PwC estimates that as much as a fifth of all UK household disposable income now goes to pay interest on borrowings and that levels of debt are rising faster than the growth in earnings. Retail price inflation peaked at 4.8% in March 2007, while Northern Ireland's average wages increased by just over 3.5%.

In 1997, Northern Ireland property prices were around four times annual earnings, roughly the same as the rest of the UK. Now they have jumped to nearly 9.5 times annual earnings - 16 per cent above the rest of the UK - and with Northern Ireland average wages just over 80 per cent of the UK average, rocketing house prices are taking their toll on disposable incomes.

Northern Ireland's average monthly mortgage repayments are now 150% of average weekly take-home pay - almost twice the level of a decade ago - and well above the UK average.

Philip McDonagh, chief economist with PricewaterhouseCoopers in Northern Ireland, said: "While the local economy continues to perform reasonably well, households are facing a financial squeeze due to a combination of modest earnings growth, rising domestic rates and utility bills, higher petrol prices and increased debt repayment costs.

"As a result, the amount of money left over to spend on other goods and services has grown much more slowly than headline indicators like GDP might suggest.

"Looking ahead, rising debt service will contribute to slower consumer spending growth over the next two to three years and this will impact the services sector, which has underpinned economic growth in recent years."

The UK Economic Outlook also says that 10 of the 12 UK regions have experienced a real fall in disposable income growth since 2000, with Wales and Northern Ireland the exceptions.

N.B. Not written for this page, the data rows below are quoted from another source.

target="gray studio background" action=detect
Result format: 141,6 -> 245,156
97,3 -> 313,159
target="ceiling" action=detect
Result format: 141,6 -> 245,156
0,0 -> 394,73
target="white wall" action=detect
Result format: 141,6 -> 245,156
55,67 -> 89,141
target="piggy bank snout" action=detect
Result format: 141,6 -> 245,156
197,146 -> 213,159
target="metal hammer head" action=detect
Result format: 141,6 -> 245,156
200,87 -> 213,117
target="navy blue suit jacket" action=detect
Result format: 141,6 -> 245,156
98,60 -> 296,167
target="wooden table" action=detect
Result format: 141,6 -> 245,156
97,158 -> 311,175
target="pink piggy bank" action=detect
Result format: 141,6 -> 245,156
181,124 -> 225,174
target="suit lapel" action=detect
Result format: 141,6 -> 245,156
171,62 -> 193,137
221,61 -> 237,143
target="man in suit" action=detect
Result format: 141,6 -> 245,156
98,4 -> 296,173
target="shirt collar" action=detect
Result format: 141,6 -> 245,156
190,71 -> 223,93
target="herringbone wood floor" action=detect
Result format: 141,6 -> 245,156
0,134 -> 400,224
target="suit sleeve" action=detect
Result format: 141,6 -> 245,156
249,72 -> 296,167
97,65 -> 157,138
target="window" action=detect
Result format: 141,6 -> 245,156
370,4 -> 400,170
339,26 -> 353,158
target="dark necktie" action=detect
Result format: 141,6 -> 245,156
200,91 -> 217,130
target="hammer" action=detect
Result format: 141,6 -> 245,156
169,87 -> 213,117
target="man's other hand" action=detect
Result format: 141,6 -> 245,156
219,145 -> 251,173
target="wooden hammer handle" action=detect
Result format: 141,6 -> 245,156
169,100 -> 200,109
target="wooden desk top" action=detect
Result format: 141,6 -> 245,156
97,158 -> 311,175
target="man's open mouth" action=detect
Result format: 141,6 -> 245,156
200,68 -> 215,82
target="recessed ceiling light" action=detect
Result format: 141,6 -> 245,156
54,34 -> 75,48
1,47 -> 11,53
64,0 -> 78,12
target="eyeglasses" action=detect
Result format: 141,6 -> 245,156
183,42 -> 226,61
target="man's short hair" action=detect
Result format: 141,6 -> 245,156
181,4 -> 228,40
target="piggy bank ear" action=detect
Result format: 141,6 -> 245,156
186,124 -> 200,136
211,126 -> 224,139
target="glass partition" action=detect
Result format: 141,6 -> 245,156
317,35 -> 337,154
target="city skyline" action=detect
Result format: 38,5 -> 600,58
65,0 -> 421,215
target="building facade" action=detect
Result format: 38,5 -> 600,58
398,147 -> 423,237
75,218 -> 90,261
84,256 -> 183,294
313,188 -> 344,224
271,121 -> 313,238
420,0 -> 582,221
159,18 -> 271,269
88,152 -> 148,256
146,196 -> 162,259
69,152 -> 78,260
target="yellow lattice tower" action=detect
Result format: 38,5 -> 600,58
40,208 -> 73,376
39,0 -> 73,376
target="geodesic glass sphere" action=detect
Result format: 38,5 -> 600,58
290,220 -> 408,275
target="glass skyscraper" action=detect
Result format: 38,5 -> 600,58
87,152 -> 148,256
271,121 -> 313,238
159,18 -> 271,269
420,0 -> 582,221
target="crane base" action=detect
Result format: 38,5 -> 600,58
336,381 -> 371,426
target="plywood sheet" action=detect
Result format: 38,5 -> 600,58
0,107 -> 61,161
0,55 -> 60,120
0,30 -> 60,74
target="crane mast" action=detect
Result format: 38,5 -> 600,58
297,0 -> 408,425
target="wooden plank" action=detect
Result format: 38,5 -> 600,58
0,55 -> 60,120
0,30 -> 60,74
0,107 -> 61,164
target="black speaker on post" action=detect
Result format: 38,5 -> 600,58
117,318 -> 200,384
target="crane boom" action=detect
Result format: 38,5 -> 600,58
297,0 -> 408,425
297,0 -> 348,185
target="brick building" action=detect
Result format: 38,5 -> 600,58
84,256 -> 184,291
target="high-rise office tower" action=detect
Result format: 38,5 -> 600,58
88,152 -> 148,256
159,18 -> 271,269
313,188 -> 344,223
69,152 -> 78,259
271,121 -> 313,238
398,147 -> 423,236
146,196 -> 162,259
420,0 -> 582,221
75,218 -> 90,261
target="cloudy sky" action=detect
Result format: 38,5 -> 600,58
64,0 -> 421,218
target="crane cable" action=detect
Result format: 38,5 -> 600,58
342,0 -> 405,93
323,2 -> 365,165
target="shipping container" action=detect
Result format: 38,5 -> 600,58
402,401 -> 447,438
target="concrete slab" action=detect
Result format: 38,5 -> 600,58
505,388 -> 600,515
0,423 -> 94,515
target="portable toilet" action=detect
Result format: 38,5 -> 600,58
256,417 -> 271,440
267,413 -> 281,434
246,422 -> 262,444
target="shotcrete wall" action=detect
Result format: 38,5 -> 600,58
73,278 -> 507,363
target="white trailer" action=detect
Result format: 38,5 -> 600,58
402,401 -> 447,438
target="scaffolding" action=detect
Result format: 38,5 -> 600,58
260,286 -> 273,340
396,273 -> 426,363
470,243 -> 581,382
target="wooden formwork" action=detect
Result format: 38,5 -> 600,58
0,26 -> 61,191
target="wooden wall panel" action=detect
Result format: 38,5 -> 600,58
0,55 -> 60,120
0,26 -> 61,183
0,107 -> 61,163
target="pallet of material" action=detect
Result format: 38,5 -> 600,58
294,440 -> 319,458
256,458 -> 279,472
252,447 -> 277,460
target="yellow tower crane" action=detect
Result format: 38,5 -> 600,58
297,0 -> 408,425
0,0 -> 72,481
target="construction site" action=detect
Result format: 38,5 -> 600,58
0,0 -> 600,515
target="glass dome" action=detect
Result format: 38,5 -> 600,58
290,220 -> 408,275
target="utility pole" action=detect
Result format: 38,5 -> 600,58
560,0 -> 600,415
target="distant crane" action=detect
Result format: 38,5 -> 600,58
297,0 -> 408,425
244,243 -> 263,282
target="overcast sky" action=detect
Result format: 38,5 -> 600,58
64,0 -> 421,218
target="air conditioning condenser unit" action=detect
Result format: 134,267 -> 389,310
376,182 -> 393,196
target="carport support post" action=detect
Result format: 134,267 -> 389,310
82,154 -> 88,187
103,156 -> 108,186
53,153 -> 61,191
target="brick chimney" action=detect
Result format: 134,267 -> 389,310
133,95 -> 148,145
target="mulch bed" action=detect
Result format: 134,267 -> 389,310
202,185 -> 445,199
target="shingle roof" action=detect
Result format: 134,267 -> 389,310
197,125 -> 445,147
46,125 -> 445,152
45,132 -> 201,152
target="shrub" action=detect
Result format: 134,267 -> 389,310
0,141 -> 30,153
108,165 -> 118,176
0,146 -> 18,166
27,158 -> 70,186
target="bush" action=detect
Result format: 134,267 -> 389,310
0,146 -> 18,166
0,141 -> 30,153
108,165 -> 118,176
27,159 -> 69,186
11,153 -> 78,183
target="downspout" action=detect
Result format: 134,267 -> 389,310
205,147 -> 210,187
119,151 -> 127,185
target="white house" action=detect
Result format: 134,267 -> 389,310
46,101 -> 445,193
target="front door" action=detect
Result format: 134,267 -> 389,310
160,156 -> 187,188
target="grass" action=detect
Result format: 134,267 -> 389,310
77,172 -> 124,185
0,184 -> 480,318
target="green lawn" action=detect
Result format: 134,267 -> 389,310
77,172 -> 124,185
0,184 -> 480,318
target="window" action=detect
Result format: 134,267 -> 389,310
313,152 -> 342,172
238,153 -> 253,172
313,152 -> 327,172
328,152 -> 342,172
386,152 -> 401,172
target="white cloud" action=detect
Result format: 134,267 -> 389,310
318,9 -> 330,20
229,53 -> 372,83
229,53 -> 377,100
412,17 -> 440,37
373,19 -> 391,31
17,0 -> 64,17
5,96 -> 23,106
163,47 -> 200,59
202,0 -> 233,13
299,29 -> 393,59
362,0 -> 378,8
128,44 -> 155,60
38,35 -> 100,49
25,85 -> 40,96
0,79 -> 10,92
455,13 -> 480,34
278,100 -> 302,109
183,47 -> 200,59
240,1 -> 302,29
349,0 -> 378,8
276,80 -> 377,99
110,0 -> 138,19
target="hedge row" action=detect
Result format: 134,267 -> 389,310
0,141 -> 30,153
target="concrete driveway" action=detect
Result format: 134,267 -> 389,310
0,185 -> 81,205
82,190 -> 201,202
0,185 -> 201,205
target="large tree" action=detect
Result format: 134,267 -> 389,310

However, even in these regions, disposable incomes grew by less than half a percent and these gains will have been wiped out by a combination of 2006-07 house price inflation, rates increases and recent interest rate rises.

PwC says that the continued decline in UK manufacturing and constraints on consumer expenditure will slow overall UK economic growth from 3% in the year to Q1 2007, to around 2.75% in 2007 and 2.5% in 2008.

Northern Ireland growth is also forecast to moderate slightly during 2007-08, to broadly reflect UK average growth in 2008. Nevertheless, continued public expenditure and a buoyant services sector will keep Northern Ireland economic growth slightly above average during 2008.

The UK Economic Outlook says that interest rates will probably rise to 5.75 per cent in the short term and could reach 6% by the end of the year, but are unlikely to rise above this level.